Lehre

Seminare

„Experiment + Methode = Gestaltung“ lautet die Formel unserer Kreativitätstheorie

Wir bieten Studierenden der Technischen Universität Berlin und anderen Universitäten im Bachelor und Master ein Lehrangebot im Wahlfachbereich mit 3 und 6 Leistungspunkten zum gestalterischen Modellbau.

Unsere Seminare finden meist in Form von Kompaktseminaren am Anfang und Ende des Semesters statt. Die Themen können frei oder an Projekt gebunden sein.

Grundlehre

Kompakt und Wochenendseminare an 3-6 Tagen für den analogen und digitalen Modellbau mit bis zu maximal 50 Teilnehmern dienen der Ausbildung eines Grundlagenwissens und zur Verbesserung eines allgemeinen Material- und Verarbeitungsverständnisses.

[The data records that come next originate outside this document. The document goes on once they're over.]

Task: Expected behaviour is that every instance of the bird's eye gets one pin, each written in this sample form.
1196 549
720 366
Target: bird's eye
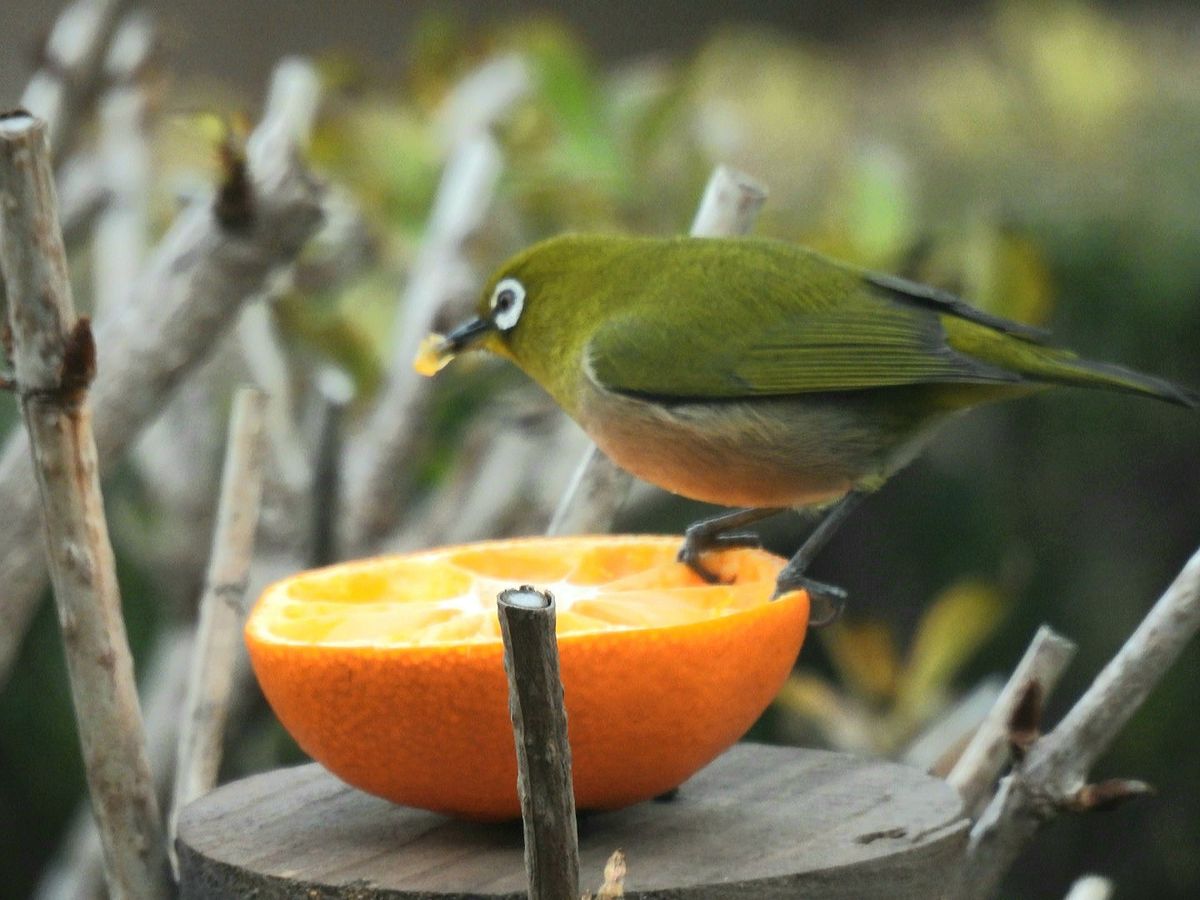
508 300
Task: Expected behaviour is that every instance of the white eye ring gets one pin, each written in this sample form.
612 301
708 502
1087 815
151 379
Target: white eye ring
508 300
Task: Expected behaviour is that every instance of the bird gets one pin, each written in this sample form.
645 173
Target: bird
757 373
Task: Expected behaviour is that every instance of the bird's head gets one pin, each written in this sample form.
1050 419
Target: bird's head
535 310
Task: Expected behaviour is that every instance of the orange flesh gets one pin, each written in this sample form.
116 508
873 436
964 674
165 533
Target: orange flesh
389 671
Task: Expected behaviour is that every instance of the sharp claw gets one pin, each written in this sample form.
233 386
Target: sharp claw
826 600
694 546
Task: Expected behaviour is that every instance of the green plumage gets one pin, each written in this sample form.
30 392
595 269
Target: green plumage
759 373
743 318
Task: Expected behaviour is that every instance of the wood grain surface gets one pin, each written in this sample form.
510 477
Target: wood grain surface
759 822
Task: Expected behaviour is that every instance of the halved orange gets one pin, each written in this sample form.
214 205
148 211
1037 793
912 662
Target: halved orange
389 671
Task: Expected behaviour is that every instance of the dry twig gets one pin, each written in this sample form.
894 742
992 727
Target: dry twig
377 483
599 489
976 772
184 301
544 754
77 871
54 361
119 240
1053 775
217 640
64 89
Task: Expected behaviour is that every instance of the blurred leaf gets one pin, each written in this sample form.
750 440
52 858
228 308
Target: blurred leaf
837 718
865 657
951 633
1005 273
1081 64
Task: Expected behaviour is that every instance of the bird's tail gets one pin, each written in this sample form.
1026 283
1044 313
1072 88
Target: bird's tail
1063 367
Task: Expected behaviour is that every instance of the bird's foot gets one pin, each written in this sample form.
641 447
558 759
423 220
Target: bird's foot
697 541
826 601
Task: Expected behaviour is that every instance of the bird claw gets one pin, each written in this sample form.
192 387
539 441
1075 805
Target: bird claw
697 543
826 601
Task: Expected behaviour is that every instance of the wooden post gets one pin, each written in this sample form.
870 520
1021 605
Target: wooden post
762 822
544 754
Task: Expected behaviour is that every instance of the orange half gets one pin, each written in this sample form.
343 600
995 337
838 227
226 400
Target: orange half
390 672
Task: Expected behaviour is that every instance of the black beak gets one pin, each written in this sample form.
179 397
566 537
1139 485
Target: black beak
467 335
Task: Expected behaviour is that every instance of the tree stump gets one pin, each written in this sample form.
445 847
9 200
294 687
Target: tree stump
759 822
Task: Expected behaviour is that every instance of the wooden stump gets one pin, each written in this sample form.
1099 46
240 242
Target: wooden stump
760 822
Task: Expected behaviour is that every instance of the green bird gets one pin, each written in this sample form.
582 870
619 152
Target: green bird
759 373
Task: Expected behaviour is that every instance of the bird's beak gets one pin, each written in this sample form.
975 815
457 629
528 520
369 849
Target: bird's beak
466 336
437 351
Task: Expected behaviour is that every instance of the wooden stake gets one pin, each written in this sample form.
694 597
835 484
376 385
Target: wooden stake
544 755
219 633
54 359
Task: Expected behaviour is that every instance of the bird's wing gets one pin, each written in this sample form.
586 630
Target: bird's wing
867 337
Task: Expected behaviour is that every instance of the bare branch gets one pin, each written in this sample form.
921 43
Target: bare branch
481 99
64 90
976 772
598 490
184 301
77 871
119 241
217 641
1054 774
1091 887
335 390
54 360
379 460
544 754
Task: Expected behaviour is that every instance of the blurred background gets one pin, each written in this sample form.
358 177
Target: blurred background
1041 159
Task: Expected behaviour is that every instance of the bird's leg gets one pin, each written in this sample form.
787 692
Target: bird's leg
713 534
827 599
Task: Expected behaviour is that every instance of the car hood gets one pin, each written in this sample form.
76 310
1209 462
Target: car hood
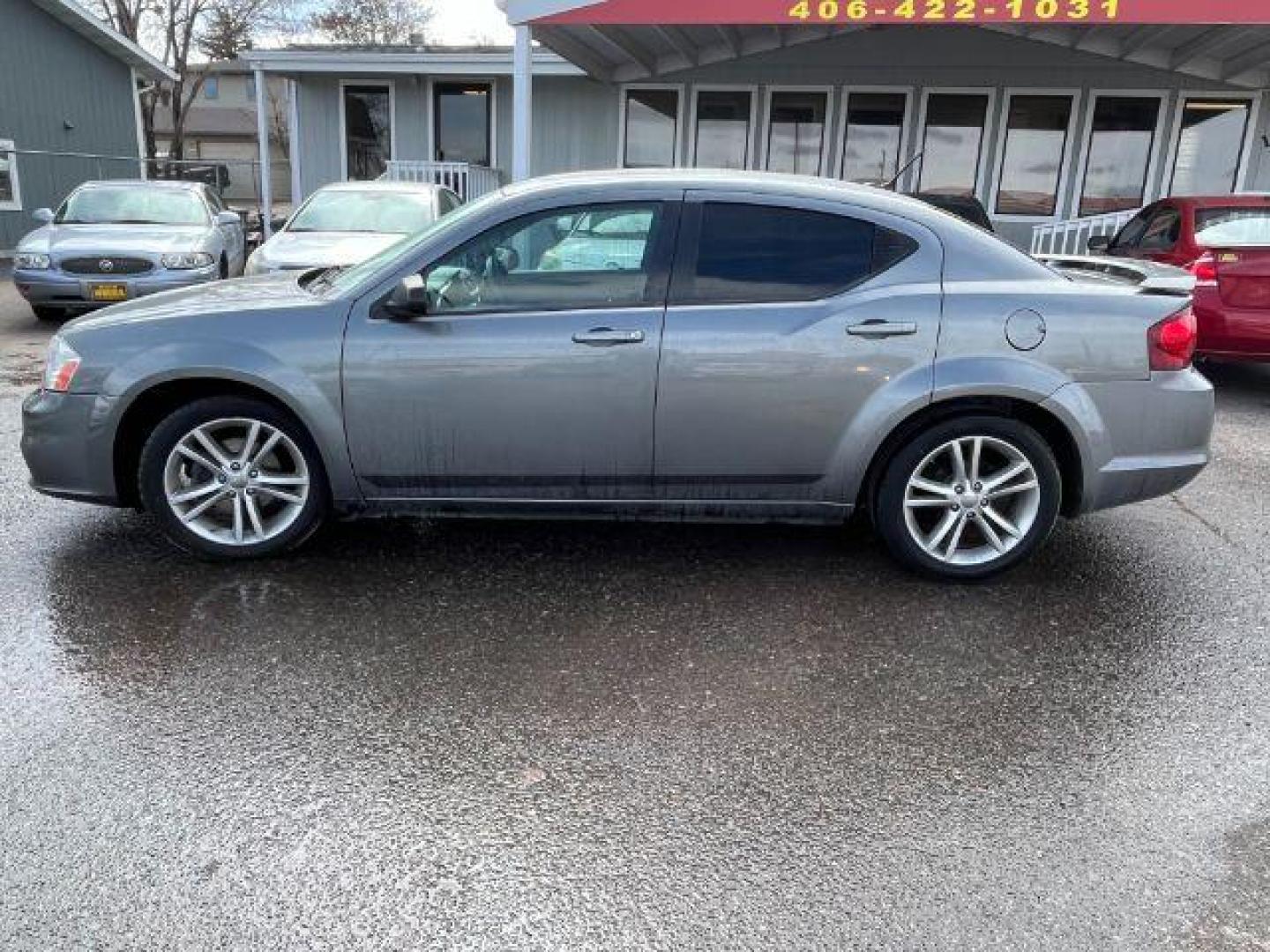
70 240
323 249
270 292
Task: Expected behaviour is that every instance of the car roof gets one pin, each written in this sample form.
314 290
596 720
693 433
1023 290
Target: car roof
146 183
377 185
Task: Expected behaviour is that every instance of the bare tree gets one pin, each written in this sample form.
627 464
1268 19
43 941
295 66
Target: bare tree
183 29
372 22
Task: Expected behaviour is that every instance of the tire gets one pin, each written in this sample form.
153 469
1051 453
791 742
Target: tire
911 517
244 510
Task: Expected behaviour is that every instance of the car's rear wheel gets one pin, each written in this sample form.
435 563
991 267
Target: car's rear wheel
969 499
233 478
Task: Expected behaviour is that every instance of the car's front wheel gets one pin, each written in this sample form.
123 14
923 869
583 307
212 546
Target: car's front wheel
969 499
231 478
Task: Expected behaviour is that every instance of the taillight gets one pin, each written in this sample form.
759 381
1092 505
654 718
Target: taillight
1204 268
1171 343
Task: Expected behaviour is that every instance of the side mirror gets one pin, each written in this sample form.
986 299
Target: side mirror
409 299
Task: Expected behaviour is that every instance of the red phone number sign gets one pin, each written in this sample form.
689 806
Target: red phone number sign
915 11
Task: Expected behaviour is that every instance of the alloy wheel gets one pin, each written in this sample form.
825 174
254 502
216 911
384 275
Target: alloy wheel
236 481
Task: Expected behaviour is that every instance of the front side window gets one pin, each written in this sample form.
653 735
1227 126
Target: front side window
753 254
723 129
952 143
11 196
1122 138
1211 146
796 132
375 212
875 131
1033 160
652 129
1162 233
462 122
557 260
132 205
367 131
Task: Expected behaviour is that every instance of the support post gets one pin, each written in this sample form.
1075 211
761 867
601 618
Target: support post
262 133
522 103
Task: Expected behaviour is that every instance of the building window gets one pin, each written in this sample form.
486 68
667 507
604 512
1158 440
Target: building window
367 131
11 195
796 126
462 123
952 143
1122 141
875 136
652 130
723 130
1211 146
1032 163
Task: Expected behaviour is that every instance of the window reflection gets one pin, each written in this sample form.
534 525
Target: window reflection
1211 145
875 130
796 135
1033 161
1122 138
462 124
952 143
367 131
652 122
723 129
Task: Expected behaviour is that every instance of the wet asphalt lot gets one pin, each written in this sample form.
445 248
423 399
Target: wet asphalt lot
579 736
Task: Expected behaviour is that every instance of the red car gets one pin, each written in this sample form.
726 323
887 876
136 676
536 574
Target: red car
1224 242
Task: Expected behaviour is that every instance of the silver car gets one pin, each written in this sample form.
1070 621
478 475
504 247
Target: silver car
118 240
346 224
782 349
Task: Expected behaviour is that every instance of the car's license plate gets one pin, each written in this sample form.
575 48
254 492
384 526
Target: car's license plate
108 292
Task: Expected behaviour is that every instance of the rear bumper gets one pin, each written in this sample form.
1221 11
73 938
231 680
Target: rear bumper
66 446
1142 438
51 288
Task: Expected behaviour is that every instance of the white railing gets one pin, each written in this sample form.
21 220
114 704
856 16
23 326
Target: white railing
1071 238
467 181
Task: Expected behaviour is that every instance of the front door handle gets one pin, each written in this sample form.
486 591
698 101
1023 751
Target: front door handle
877 329
608 337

In ungezwungener Atmosphäre setzen sich die Teilnehmer unserer Seminare mit der Gestaltung von Modellen unter den Aspekten Körper, Fläche und Linie, Form und Material, Farbe und Struktur, Komposition und Raum auseinander.

Einfache formale Gestaltungsaufgaben werden kombiniert mit der Gestaltung von Modellen durch z. B. Gießtechniken (Gips und Reliefgussmassen, Beton, Kunststoffe und Harze, Wachse etc.) oder Techniken der Bearbeitung vom festen Werkstoffen (Holz und Holzwerkstoffe, Metalle, Glas, Acrylglas, diverse Kunststoffe).

Vertiefende Seminare

Kompakt und Wochenendseminare an 10-12 Tagen für den analogen und digitalen Modellbau mit bis zu maximal 30 Teilnehmern bieten einen tieferen Einblick in die Gestaltungsmöglichkeiten mit Modellen.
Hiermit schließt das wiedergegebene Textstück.